As the days shorten and the crisp autumn air settles, RECEIPT has brewed a reading list to peruse by the fireside.In the third instalment of our Reading Recs, our experts got inspired by climate services and financial aspects of climate change. Get your tea, your favourite reading playlist and jump in!

Rohin Ghosh, climate scientist working on climate change hotspots

The future of climate services

Climate services provide essential scientific information to assist decision-making. It can enhance resilience and uncover new opportunities in the face of climate risks. In studying climate change hotspots for RECEIPT, Rohit has been thinking a lot about successfully communicating impacts to stakeholders from at-risk sectors. This has gotten him reading on the future goals, challenges and direction of the field of climate services. A One Earth publication exploring the priorities to advance climate services has helped him form new ideas on how translate climate change information to society more effectively.

Fujin Zhou works on the impact of tropical cyclones in the US on EU finance

A trillion dollar study

Recently, Fujin has been reading about the financial impacts of natural disasters. One study that she found particularly interesting is a report from the Cambridge Centre for Risk Studies where they simulate the financial impact of 6 hypothetical ‘trillion dollar’ catastrophes.

“Although we haven’t experienced such ‘trillion-dollar’ catastrophes yet, it is likely to happen in the future with the increasing climate change risk,” Fujin believes. This study is the very first attempt to examine the potential economic and financial impact of natural disasters on a global scale.

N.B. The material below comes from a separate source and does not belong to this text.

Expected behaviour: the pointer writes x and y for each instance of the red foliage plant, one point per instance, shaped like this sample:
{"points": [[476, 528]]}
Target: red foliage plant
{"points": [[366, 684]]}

Lin Ma, senior researcher at Cicero working on financial models

An expensive understimation

Lin is part of RECEIPT’s team working on the financial impacts of climate change, where she is modelling various economic sectors. A blog that stuck with her was published by the Environmental Defense Fund. It explores how we underestimate the costs of climate change, and why it matters now. It states that most models are not able to value future well-being and non-monetary factors, thereby producing predictions that are much too low. This is something that Lin and her colleagues are working to change.